Please re-read the message that started this. It started by asking for
strategies for dealing with poorly formatted messages where an
intermediate mail reflector added in a signature at the end such as
base64 stuff
--
this message went through the wringer
The text after the -- looks like base64, but when decoded as base64
causes strange control characters to become part of the message.

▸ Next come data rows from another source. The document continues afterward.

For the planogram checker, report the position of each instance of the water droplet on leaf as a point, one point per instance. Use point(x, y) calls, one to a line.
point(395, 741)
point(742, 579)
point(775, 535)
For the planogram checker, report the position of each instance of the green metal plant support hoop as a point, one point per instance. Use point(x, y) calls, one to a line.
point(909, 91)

Yes, the RFC requires skipping non-base64 characters. There's never been
a question about that.
My email pointed out two things:
1) If there's an '=' character, you can *always* stop base64-decoding
the body part right there. This is by definition of base64.
2) As a heuristic algorithm, instead of blithely skipping over
non-base64 & non-whitespace characters, you *could* also stop
base64-decoding at that point. My example was the "--" in the example
message. However, doing so may cause other issues, your mileage may
vary, and it's not a perfect solution.
3) If we were to update base64 (and I'm not suggesting that we should),
it would be worthwhile adding an explicit end of sequence character that
is *always present*. Right now we have the "=" sometimes present, but it
isn't always there.
Tony Hansen
tony(_at_)att(_dot_)com
Florian Weimer wrote:
* Tony Hansen:
If there's a padding "=" at the end of the base64, you can stop
processing right at that point. You *could* also stop processing when
you run into a non-whitespace character that isn't in the base64
alphabet, such as the "-" or ":" in your example. It's not perfect.
Actually, the RFC *requires* skipping non-base64 characters.